A capacity crowd of students gathered for a talk titled “High Concept, Low Art: Cartoonists Larry Gonick and Randall Munroe in Conversation about Life, the Universe and Nothing” on Monday night in Taylor Auditorium in Frick Chemistry Laboratory. Due to the large crowd, two overflow rooms were set up in Jadwin Hall that streamed a simulcast of the lecture.
Gonick, most known for his series “The Cartoon History of the Universe,” specializes in cartoons that convey concepts from math and science. Munroe is the creator of “xkcd,” a popular webcomic.
Gonick spoke first, walking through a series of panels from a number of his books, ranging from a humorous explanation of the evolution of sexual reproduction to a pictorial explanation of the chain rule featured in a cartoon guide to calculus.
“I am a content purveyor,” he said. “I’m a nonfiction person ... I know it’s a low art, but I’m interested in big ideas.”
Later, he noted the risk of such an approach. “I live in fear of some academic looking at how our information is conveyed in comics discovering that it’s actually bad for you,” he explained.
Munroe followed, providing commentary for a number of his sketches. His presented work covered a wide breadth of topics, from a chart of characters’ geographical positions in “The Lord of the Rings” to a graph that charted “usable orifices” against “penis size.” He said that he felt that his audience thinks he knows more than he does.
“I get to pick and choose the little bits that I know something about and do a comic about those,” he explained. “People tend to read those and assume that I know all about their field.”
“If I make any kind of mistake, I will probably find out about it from the inventor of the field,” he added, relating a story in which software freedom activist Richard Stallman emailed him complaining about an inaccurate portrayal of him in a comic.
He also said he enjoyed watching his audience play with the ideas he presents, showing an online animation someone did of one of his comics.
“I’ll have an idea like this, and then people will take it and run with it,” he said.
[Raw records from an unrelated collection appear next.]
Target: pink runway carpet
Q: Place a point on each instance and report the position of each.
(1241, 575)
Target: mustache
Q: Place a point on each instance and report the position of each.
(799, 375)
In the question-and-answer session that followed, the artists discussed their influences and techniques. While discussing how to convey emotion in stick figures through the curvature of lines, Gonick spoke about the central question he faces as an artist. “It’s a question of how much you abstract and how much you leave in,” he explained.
Despite the crowd’s animated response to the speakers’ jokes and drawings, student responses were mixed.
“I enjoyed it thoroughly,” John McSpedon ’14 said. “It was interesting to get the perspective of someone who is syndicated, from that medium,” he said about Gonick.
However, Max Rubin ’14 noted that “xkcd” seemed to be the main draw for most attendees. “It was fun, it was interesting, but to me it seemed that most of the people were there to see Randall,” he explained. “I’ve never seen so many people in one place just looking at ‘xkcd.’ ”
Yet, he added, “I didn’t get a real feel for what the whole background purpose of this was.”